Taking Your Church to the Next Level by Gary L McIntosh



If I cut some flowers for the table, I wonder how long they will last.   I’m also wondering how long my aging Buick will last.  Even buildings have a useful life.  When they are new everyone admires them and toward the end of their existence, everyone wonders when the wrecking ball will be called in.    But what about organizations such as churches.   Do they have a lifecycle too?   Dr. McIntosh explains that indeed they do.   He develops the topic as a conversation between friends.   His name for the first chapter that describes this lifecycle is St. John’s Syndrome.  

Succeeding chapters develop descriptive and diagnostic explanations of each stage of the church’s life.  The simplified theoretical growth curve over the decades or centuries of a church organization’s existence resembles a flattened bell curve.  The name for the first stages is emerging church, an unfortunate naming choice as it has nothing to do with emergent church theology but rather simply names the beginning stage of the church’s existence, the time when excitement is high and growth is usually rapid.   The remaining stage names are much more self-explanatory; growing church, consolidating church, declining church, and dying church.  Succeeding chapters careful illustrate each stage.   The extremely useful characteristics list (pp. 82-84) and the questionnaire (pp. 84-86) invite the reader to analyze their own church to see what stage it is in.   It makes for an excellent board retreat evaluation tool and discussion starter.   

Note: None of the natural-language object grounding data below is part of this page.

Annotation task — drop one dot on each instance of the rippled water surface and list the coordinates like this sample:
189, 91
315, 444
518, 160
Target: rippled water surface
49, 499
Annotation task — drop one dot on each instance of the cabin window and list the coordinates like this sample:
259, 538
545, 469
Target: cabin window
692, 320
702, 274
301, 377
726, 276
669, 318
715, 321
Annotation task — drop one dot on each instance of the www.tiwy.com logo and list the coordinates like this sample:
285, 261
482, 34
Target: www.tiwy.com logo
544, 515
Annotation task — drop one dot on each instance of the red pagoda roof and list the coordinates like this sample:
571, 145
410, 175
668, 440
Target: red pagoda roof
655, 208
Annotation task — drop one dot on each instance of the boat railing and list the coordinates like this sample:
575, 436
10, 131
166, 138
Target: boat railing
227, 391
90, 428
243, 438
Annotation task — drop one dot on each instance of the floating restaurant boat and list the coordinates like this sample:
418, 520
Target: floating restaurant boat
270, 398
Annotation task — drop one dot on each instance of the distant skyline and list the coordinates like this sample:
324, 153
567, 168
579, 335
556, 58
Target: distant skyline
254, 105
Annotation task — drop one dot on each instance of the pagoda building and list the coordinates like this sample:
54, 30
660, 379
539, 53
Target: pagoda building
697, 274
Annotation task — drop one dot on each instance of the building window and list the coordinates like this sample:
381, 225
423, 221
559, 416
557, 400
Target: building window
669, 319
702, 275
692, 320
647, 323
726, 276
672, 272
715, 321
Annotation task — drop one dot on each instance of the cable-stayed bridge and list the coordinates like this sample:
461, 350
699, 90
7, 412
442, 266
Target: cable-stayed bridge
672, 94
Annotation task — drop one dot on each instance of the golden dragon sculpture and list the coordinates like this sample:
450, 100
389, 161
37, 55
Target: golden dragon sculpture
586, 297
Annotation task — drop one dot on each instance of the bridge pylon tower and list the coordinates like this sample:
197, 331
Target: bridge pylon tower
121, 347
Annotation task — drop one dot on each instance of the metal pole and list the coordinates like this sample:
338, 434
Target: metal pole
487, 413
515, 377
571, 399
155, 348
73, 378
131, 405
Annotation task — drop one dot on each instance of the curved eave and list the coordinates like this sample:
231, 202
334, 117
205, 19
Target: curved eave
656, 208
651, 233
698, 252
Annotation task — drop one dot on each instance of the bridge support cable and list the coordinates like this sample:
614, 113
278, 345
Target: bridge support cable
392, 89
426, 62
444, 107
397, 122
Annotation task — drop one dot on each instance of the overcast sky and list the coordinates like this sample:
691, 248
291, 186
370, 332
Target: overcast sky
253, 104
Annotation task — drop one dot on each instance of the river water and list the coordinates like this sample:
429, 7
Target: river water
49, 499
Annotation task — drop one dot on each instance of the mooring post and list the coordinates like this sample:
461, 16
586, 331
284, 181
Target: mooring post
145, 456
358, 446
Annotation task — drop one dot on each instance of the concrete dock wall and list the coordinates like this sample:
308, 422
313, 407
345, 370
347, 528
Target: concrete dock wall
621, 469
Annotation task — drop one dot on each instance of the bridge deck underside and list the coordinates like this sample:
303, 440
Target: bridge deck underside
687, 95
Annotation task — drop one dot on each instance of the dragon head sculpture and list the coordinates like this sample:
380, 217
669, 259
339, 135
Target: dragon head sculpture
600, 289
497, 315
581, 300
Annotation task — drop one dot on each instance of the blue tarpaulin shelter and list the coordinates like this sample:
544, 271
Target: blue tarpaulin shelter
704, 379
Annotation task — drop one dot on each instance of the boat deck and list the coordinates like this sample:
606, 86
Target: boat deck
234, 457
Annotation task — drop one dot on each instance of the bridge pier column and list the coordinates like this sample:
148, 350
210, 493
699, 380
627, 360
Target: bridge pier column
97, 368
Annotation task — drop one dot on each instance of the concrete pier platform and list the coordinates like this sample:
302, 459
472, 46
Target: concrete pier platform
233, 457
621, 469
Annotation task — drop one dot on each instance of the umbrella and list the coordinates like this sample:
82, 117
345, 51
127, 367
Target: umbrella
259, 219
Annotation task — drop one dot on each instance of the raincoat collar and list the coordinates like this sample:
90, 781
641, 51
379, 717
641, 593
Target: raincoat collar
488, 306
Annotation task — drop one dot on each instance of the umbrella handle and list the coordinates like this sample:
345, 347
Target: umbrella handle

But the goal of the book is not simply to engage is some fatalistic labeling of the church aging process but to engage it constructively.     McIntosh shows that the church lifecycle can experience renewal that essentially kickstarts a new lifecycle on top of the old one.  So the curve ideally looks like a succession curves — the first half of the bell curve stacked on top of each other as growth stages reoccur.   This enables the continued growth of the church. 

The last several chapters talk about what is needed in leaders and in different size churches to make the crucial turn-around happen.  “During the first two stages of a church’s life cycle, the positive feedback loop is energized because emphasis is placed on mission, vision, evangelism, assimilation of newcomers, and the creation of need meeting ministries.  Contextually appropriate ministries are developed that connect with people, and the structure of the church is fluid and flexible, guided by leaders who are driven by a sense of mission (pp. 106,107).”    This quote explains what Dr. McIntosh means by ministry capital.   He warns that churches and leaders must not be stuck do the same things but be aware when they need to develop new ministry capital.

I highly recommend this book for all pastors and church leaders.  It will help us to understand ministry better and to plan more knowledgeably for the future of our churches.